Why We Must Build World Models

From naive software to systems capable of interacting intelligently with us and our world, unlocking intelligence and scientific breakthroughs

Oliver Cameron

February 17th, 2026

Humans have been trying to model the world since our beginning. Understanding why we’re here and how everything around us works are questions we will never stop asking.

Early humans carved notches into bone to track the lunar cycle. Polynesian navigators crossed the open ocean using models of swell and stars. Plato argued the physical world was a shadow of deeper structure. Da Vinci sketched anatomy and fluid dynamics because, to him, understanding how the world works was a prerequisite to doing anything useful. Einstein showed the rules of the universe could be compressed into elegant mathematical form. Penrose demonstrated that causal structure is the deep architecture of physical reality, and Pearl argued true understanding requires causality, not just correlation.

A 34,000 year old lunar calendar

Over thousands of years, we’ve tried to better model the world, to make it a better place. We’ve made much progress, but we can go much further. This is why I work on world models.

Are Language Models Enough to Understand the World?

Many argue that language models learn a powerful model of the world. And it’s undoubted that training on all of language has produced an emergent understanding of grammar, logic, reasoning, and common sense. These models are incredible.

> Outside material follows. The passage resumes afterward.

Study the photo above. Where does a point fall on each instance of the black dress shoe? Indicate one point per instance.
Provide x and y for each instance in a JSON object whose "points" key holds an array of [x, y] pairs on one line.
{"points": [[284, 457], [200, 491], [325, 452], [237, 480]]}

But that model—as powerful as it is—remains an incomplete world model, and only as good as the data it primarily learns from. Language is a thin, biased slice of reality. It contains only what people chose to write down, and vast amounts of human experience never make it to the page. The way someone’s body language signals hesitation, the way you position your body to stay afloat while swimming, the weight of a heavy object in your hand, the sound footsteps make on different surfaces—none of this is captured in text with the depth needed to understand how the world truly works or feels. Not to mention the infinite volume of things that just aren’t exciting enough to write down.

Could you learn to swim purely by reading a book describing it?

So if not language, what data source is large and rich enough to teach a comprehensive model of the world?

As humans, we begin life by exploring the world. We stare at our parents’ faces looking for cues, listen for our name being said, throw food to see what happens, hit our heads on tables and cry, with each experience recursively improving our internal model of the world. All of this can be described in words, but to give machines a true sense of human experience and our world, we have to show them the richest, largest-volume representation of the world: video.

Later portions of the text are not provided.